Bison hunters abandoned long-used site over 1,000 years ago due to climate change

Bison bones are scattered across the site. (John Wendt via SWNS)

By Stephen Beech

Bison hunters abandoned a long-used site over 1,000 years ago due to climate change, suggests a new study.

Severe drought forced early Americans to ditch the popular hunting ground in present day Montana, say scientists.

They explained that bison were hunted for thousands of years on the Great Plains before populations collapsed to near extinction due to overexploitation in the late 1800s.

But hundreds of years before then, bison hunters used various tactics and different types of sites, sometimes switching between hunting grounds.

Researchers sought to understand why hunting stopped when bison continued to be present at the Bergstrom site in central Montana.

Bison hunters abandoned long-used site over 1,000 years ago due to climate change

Excavation area at the Bergstrom Site in what today is Montana. (John Wendt via SWNS)

The largest land mammal in North America were hunted intermittently for around 700 years before the site fell into disuse, according to the study published in the journal Frontiers in Conservation Science.

First author Dr. John Wendt, a paleoecologist at New Mexico State University, said: “We found that bison hunters ceased using a kill site in central Montana around 1,100 years ago.

“It appears that hunters stopped using it because severe, recurring droughts reduced the water available for processing animals at a small nearby creek.

"Site abandonment was a response to environmental stressors and changing social and economic pressures.”

Bison hunters abandoned long-used site over 1,000 years ago due to climate change

Students conducting archaeological excavations. (John Wendt via SWNS)

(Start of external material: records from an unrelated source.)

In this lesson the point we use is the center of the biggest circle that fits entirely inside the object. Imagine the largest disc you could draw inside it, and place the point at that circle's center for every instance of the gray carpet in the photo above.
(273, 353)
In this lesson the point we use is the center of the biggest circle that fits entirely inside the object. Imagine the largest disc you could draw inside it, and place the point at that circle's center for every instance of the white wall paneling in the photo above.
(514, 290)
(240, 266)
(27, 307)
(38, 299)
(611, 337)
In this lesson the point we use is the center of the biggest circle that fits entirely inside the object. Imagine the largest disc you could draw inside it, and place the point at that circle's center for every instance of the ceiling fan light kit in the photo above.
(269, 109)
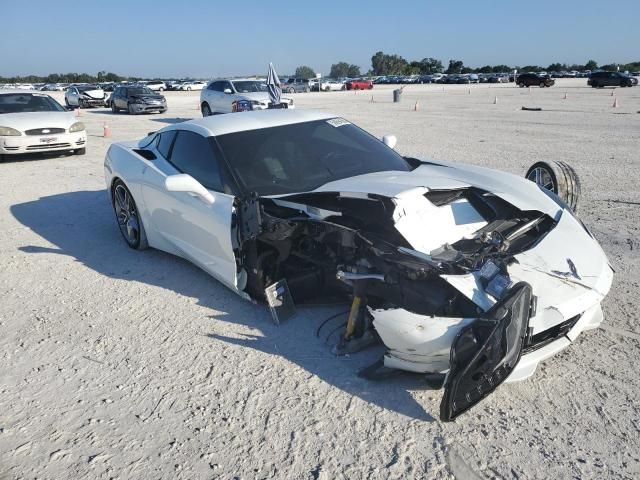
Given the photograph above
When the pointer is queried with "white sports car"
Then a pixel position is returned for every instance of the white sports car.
(32, 122)
(85, 96)
(470, 275)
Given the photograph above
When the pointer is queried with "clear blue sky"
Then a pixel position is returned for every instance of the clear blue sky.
(206, 38)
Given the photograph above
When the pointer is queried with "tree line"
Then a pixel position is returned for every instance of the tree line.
(381, 64)
(393, 64)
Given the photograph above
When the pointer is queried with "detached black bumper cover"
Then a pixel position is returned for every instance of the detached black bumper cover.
(485, 352)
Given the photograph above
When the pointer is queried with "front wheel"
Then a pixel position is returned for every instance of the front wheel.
(558, 177)
(127, 217)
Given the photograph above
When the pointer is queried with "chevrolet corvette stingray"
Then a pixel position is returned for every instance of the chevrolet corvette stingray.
(467, 275)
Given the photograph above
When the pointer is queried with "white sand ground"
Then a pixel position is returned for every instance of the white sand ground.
(137, 365)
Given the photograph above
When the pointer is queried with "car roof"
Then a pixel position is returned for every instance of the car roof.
(243, 121)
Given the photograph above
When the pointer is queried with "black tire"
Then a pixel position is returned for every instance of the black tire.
(129, 223)
(558, 177)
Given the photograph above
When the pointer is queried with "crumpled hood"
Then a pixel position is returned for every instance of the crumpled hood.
(29, 120)
(518, 191)
(148, 97)
(262, 97)
(95, 94)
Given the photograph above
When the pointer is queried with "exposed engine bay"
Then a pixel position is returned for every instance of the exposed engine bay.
(329, 243)
(360, 247)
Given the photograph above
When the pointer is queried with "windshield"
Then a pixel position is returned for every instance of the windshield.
(87, 88)
(26, 102)
(304, 156)
(140, 91)
(250, 86)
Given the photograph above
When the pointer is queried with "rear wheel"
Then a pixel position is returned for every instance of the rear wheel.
(558, 177)
(127, 217)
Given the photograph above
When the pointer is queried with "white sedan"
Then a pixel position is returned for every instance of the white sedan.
(188, 86)
(469, 275)
(33, 122)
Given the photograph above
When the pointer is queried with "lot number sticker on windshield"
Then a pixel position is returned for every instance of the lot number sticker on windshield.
(337, 122)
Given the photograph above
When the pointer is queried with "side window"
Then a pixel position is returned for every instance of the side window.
(165, 141)
(192, 154)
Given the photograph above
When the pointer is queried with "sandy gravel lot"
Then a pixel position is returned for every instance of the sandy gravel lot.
(137, 365)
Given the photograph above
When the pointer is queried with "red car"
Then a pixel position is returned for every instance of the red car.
(359, 84)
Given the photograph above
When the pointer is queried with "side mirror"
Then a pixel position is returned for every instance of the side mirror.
(390, 141)
(188, 184)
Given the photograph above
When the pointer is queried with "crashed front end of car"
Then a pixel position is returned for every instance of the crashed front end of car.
(459, 272)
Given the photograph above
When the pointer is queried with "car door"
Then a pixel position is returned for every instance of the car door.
(214, 96)
(196, 230)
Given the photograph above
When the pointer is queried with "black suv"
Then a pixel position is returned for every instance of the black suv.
(530, 79)
(611, 79)
(137, 99)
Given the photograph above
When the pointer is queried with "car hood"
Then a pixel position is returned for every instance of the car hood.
(29, 120)
(262, 97)
(518, 191)
(97, 94)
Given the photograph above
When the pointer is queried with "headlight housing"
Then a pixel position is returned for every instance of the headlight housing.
(9, 132)
(76, 127)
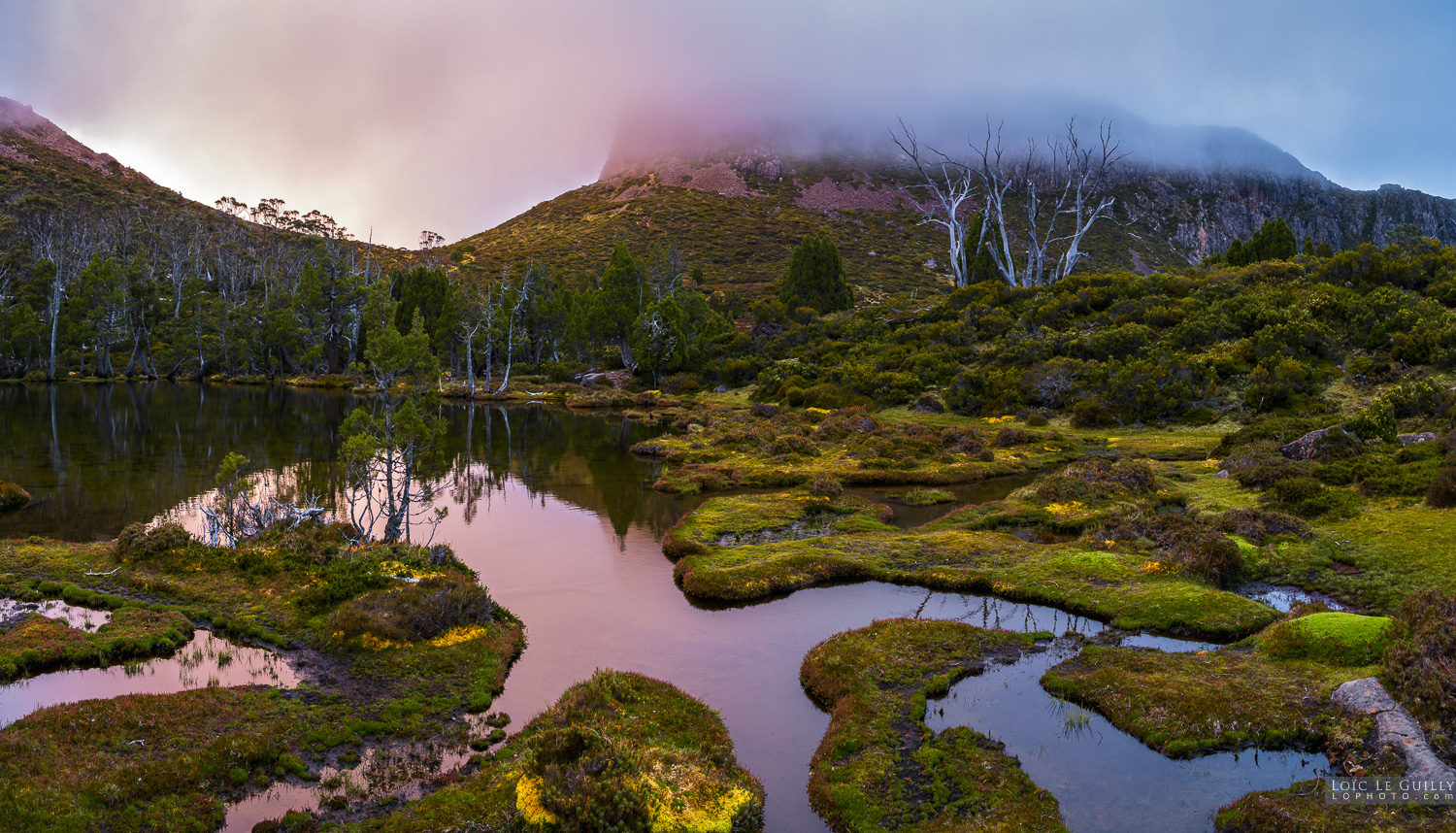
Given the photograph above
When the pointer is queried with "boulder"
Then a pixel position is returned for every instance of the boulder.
(1310, 445)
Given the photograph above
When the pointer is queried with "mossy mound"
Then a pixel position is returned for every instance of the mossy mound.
(759, 518)
(879, 766)
(1302, 809)
(1182, 704)
(203, 749)
(769, 448)
(12, 497)
(81, 766)
(617, 751)
(1331, 637)
(1109, 585)
(928, 497)
(38, 644)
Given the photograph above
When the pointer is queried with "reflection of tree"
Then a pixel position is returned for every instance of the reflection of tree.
(99, 457)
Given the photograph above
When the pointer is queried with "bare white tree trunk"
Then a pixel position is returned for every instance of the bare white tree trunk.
(954, 186)
(1065, 181)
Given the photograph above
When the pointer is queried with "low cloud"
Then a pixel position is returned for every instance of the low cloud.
(456, 116)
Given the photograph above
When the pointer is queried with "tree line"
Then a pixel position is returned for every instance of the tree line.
(90, 288)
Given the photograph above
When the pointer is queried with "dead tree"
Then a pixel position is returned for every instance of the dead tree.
(1065, 181)
(949, 185)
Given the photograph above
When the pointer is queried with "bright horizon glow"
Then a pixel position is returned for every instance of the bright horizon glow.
(456, 116)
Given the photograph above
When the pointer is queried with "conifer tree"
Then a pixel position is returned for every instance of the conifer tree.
(815, 277)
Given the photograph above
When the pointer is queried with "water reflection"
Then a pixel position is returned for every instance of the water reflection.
(564, 527)
(207, 660)
(1106, 781)
(79, 617)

To understand what shaped the choice of hunting sites and organisation, the research team combined archaeological excavation, sediment coring, and lab analysis.

Dr. Wendt said: “The Bergstrom site presented a puzzle because it was used intermittently and abandoned when bison were common throughout the region and hunting was intense.

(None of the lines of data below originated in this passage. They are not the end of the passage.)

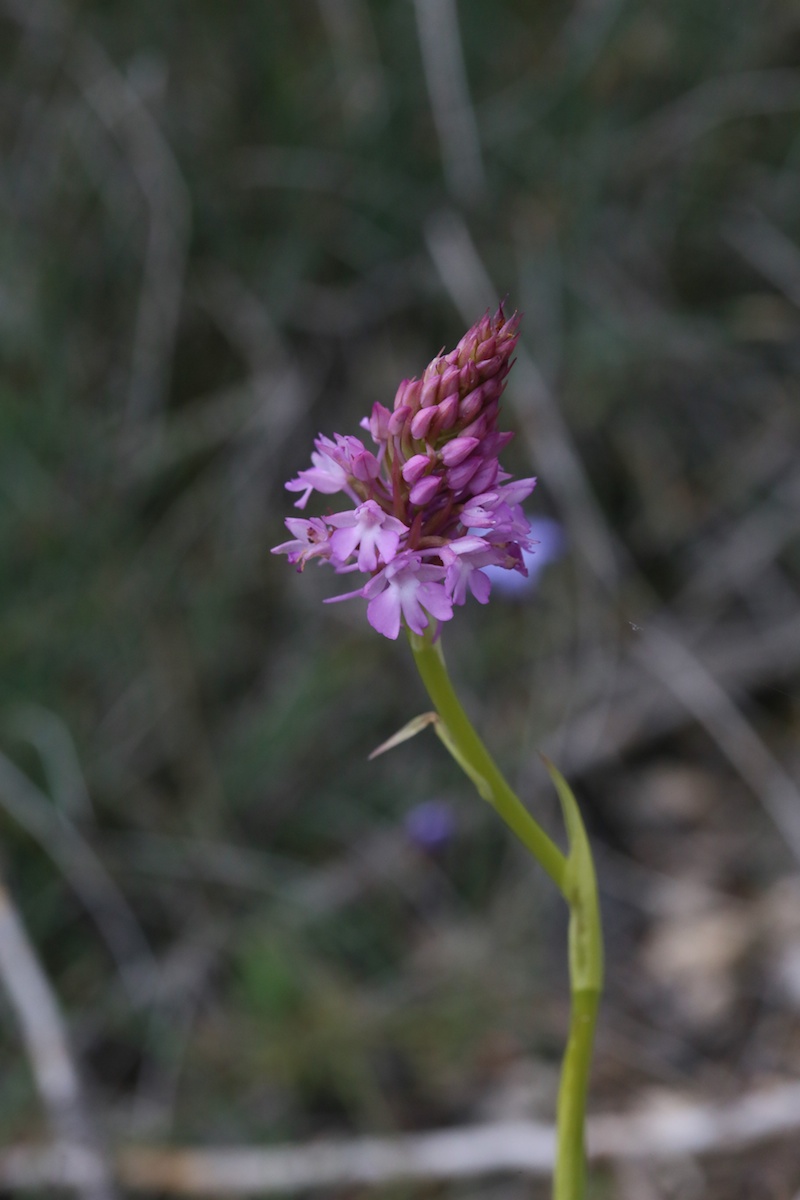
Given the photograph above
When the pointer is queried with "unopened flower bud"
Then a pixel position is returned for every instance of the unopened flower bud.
(422, 421)
(425, 490)
(415, 467)
(398, 420)
(457, 450)
(447, 413)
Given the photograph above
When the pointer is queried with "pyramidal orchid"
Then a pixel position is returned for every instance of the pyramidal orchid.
(432, 507)
(431, 519)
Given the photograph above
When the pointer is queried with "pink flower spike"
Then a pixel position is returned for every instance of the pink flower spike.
(457, 450)
(414, 467)
(311, 540)
(398, 419)
(407, 589)
(425, 490)
(378, 423)
(422, 421)
(463, 559)
(370, 531)
(325, 475)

“Why would hunters stop using a site that had worked for so long?”

To get to the mystery’s core, the researchers dug nine excavation pits in the spring of 2019.

Excavated materials were documented and photographed, while charcoal fragments were sent for radiocarbon analysis.

Two sediment cores were collected directly next to the excavation area, which researchers analysed for pollen and charcoal fragments.

The team also tracked the presence of large herbivores and analyzed climate reconstructions.

Bison hunters abandoned long-used site over 1,000 years ago due to climate change

Sediment cores were collected directly next to the excavation area and analyzed these for pollen and charcoal fragments. (John Wendt via SWNS)

Based on that, the team was able to see if ecological changes explained why Bergstrom was abandoned, or if something else had driven hunters away.

Dr. Wendt said: “Abandonment wasn’t because the site became ecologically unsuitable in any absolute sense.

"Bison were still around, vegetation hadn’t changed, and there was no substantive shift in fire activities.

“Bison hunting activity was not simply following prey populations.”

Instead, he says severe droughts stretching decades hit the region before and after the final abandonment of the site.

Dr. Wendt said such droughts not only limited how much water was available, but also made locations where water wasn’t a given less attractive to hunter groups.

At the same time, he says many hunters reorganized themselves from small mobile groups working opportunistically to more coordinated, larger groups who used constructed infrastructure and occupied sites for longer time periods.

Bison hunters abandoned long-used site over 1,000 years ago due to climate change

Students conducting archaeological excavations. (John Wendt via SWNS)

Dr. Wendt said: “These larger operations were based on large kills and could produce surplus for trade and winter storage, but they also meant more dependence on specific resources like water, forage for larger herds, and fuel for processing fires."

He says sites meeting those criteria were more scarce, as they also needed topographic features suited to large bison drives, such as cliffs for jumps and features to contain herds.

If those characteristics were given, such sites often saw repeated, large-scale use over centuries.

But Dr. Wendt explained that favouring larger sites meant greater dependency on everything going right, as such sites were harder to replace.

He said hunters worked at those sites over generations and could reorganize as conditions changed.

The researchers said their conclusions may not hold true for other bison hunting sites, while it is also possible that after abandonment, the Bergstrom site saw infrequent, low-impact use that left minimal traces that could not be detected.

Dr. Wendt added: “While people have been adapting to the climate for much longer, Bergstrom’s abandonment shows that people reorganized in response to recurring droughts in the last 2,000 years."